Nanocrystallites of bulk inorganic solids have been shown to exhibit size dependent properties, such as lower melting points, higher energy gaps, and nonthermodynamic structures.4,5 In comparison to macro-scale powders, increased ductility has been observed in nanopowders of metal alloys.6,7 In addition, quantum effects from boundary values become significant leading to such phenomena as quantum dots lasers.
In general, heterogeneous catalyst activity is surface dependent. Due to their vastly increased surface area over macro-scale materials, nanometals and oxides are ultra-high activity catalysts. In the field of nanotechnology, heat resistance and superconductivity are among the properties attracting intense research. Nanoparticles or nanocrystals made of metals, semiconductors, or oxides are of particular interest for their mechanical, electrical, magnetic, optical, chemical and other properties. Nanoparticles have been used as quantum dots and as chemical catalysts.
Nanorobot at food application
Nanoparticles are of great scientific interest as they are effectively a bridge between bulk materials and atomic or molecular structures. A bulk material should have constant physical properties regardless of its size, but at the nano-scale this is often not the case. Size-dependent properties are observed such as quantum confinement in semiconductor particles, surface plasmon resonance in some metal particles and superparamagnetism in magnetic materials.
Nanoparticles exhibit a number of special properties relative to bulk material. Copper nanoparticles smaller than 50 nm are considered super hard materials that do not exhibit the same malleability and ductility as bulk copper. The change in properties is not always desirable. Ferroelectric materials smaller than 10 nm can switch their magnetisation direction using room temperature thermal energy, thus making them useless for memory storage. Nanoparticles often have unexpected visual properties because they are small enough to confine their electrons and produce quantum effects. For example gold nanoparticles appear deep red to black in solution.

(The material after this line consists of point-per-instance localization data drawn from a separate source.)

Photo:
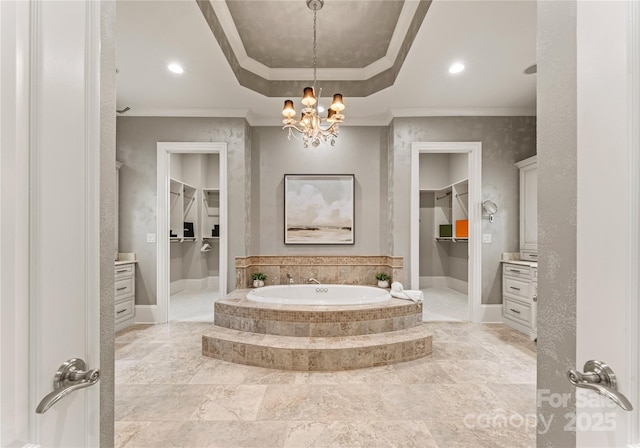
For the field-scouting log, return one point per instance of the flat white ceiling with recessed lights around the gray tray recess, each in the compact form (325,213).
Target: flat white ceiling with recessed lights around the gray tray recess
(494,39)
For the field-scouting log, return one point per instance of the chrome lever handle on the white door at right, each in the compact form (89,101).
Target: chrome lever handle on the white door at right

There are traditional techniques developed during 20th century in Interface and Colloid Science for characterizing nanomaterials. Some of methods are based on light scattering. There is also a group of traditional techniques for characterizing surface charge or zeta potential of nano-particles in solutions. The last one, for instance colloid vibration current method is suitable for characterizing concentrated systems.
Nanomaterials behave differently than other similarly-sized particles. The OECD Chemicals Committee has established the Working Party on Manufactured Nanomaterials to address this issue and to study the practices of OECD member countries in regards to nanomaterial safety.
While nanomaterials and nanotechnologies are expected to yield numerous health and health care advances, such as more targeted methods of delivering drugs, new cancer therapies, and methods of early detection of diseases, they also may have unwanted effects. Increased rate of absorption is the main concern associated with manufactured nanoparticles.
When materials are made into nanoparticles, their surface area to volume ratio increases. To address such concerns, the Swedish Karolinska Institute conducted a study in which various nanoparticles were introduced to human lung epithelial cells. The results, released in 2008, showed that iron oxide nanoparticles caused little DNA damage and were non-toxic. Zinc oxide nanoparticles were slightly worse. Carbon nanotubes caused DNA damage at low levels.